The Sox believe they have a very good team, one that was on the cusp of significant accomplishments in 2011 until a historic meltdown cost the team the postseason (and, incidentally, cost the owners millions in additional postseason revenue).
If a $185 million payroll isn’t good enough to field a playoff-caliber team, then the issue might lie less with the size of the payroll than on the players who are being signed and the decision-making that led to their signings.
After all, the Sox have spent past the luxury tax threshold in each of the last two years with nothing to show for it -- seasons in which, incidentally, a Rays team with one-quarter of Boston's payroll has made its way into October from the same division.
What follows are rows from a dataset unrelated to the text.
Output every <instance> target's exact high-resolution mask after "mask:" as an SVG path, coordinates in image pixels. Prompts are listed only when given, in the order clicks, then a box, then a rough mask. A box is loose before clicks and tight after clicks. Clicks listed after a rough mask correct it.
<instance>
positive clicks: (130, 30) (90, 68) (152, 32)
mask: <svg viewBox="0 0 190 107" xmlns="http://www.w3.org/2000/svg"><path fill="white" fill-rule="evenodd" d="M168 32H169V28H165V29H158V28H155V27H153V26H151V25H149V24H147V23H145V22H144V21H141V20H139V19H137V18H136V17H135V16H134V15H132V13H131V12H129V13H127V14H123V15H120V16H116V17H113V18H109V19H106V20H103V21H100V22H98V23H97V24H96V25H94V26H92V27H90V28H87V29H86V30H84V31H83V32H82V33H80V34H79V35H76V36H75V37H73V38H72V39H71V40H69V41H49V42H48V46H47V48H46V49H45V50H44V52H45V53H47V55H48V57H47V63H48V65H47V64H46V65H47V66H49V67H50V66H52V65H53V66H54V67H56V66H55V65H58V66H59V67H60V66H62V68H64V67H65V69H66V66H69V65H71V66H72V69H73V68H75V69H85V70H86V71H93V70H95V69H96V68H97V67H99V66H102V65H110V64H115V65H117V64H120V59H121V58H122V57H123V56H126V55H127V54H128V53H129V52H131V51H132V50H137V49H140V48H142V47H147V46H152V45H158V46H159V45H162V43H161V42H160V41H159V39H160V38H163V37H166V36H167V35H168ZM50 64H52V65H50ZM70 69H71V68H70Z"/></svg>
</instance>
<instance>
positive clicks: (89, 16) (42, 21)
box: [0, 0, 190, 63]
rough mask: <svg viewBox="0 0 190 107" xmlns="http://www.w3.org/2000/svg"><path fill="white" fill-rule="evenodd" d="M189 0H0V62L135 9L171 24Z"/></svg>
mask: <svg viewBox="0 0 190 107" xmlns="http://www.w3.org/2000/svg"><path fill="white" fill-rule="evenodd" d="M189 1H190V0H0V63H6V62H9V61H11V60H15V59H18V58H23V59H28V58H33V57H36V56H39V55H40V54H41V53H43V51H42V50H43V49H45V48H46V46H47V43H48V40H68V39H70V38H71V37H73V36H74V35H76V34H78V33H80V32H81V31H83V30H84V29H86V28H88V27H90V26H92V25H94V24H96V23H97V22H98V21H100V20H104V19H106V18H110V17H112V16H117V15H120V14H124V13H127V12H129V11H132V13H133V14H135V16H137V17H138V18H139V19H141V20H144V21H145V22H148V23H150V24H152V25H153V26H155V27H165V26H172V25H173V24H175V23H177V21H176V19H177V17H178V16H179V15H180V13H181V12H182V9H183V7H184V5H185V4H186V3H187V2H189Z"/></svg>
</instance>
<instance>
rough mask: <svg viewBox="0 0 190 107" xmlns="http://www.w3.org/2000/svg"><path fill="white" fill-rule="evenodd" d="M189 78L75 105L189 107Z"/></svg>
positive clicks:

Undoubtedly, there is something to be said for spending from a bottomless wallet, but there is also something to be said for fighting to get extra bang for the buck and examining every contract on the payroll to make sure that resources are being allocated in the most efficient fashion possible.
That was the tactic that guided the Red Sox as they used the 2002-03 offseason -- Theo Epstein’s first as a GM -- to lay the groundwork for a perennial contender, with undervalued players such as David Ortiz and Bill Mueller and Kevin Millar and Bronson Arroyo (and, yes, Jeremy Giambi and Ramiro Mendoza and Chad Fox) representing no-cost to low-cost acquisitions who represented core pieces around whom the Sox could spend and build.
This winter, though he is working with a payroll that is nearly double the one that Epstein inherited, Cherington is operating from a similar playbook. Time will tell whether the approach will pay off, but the criticism associated with the idea that the Sox face budget constraints may be somewhat misplaced.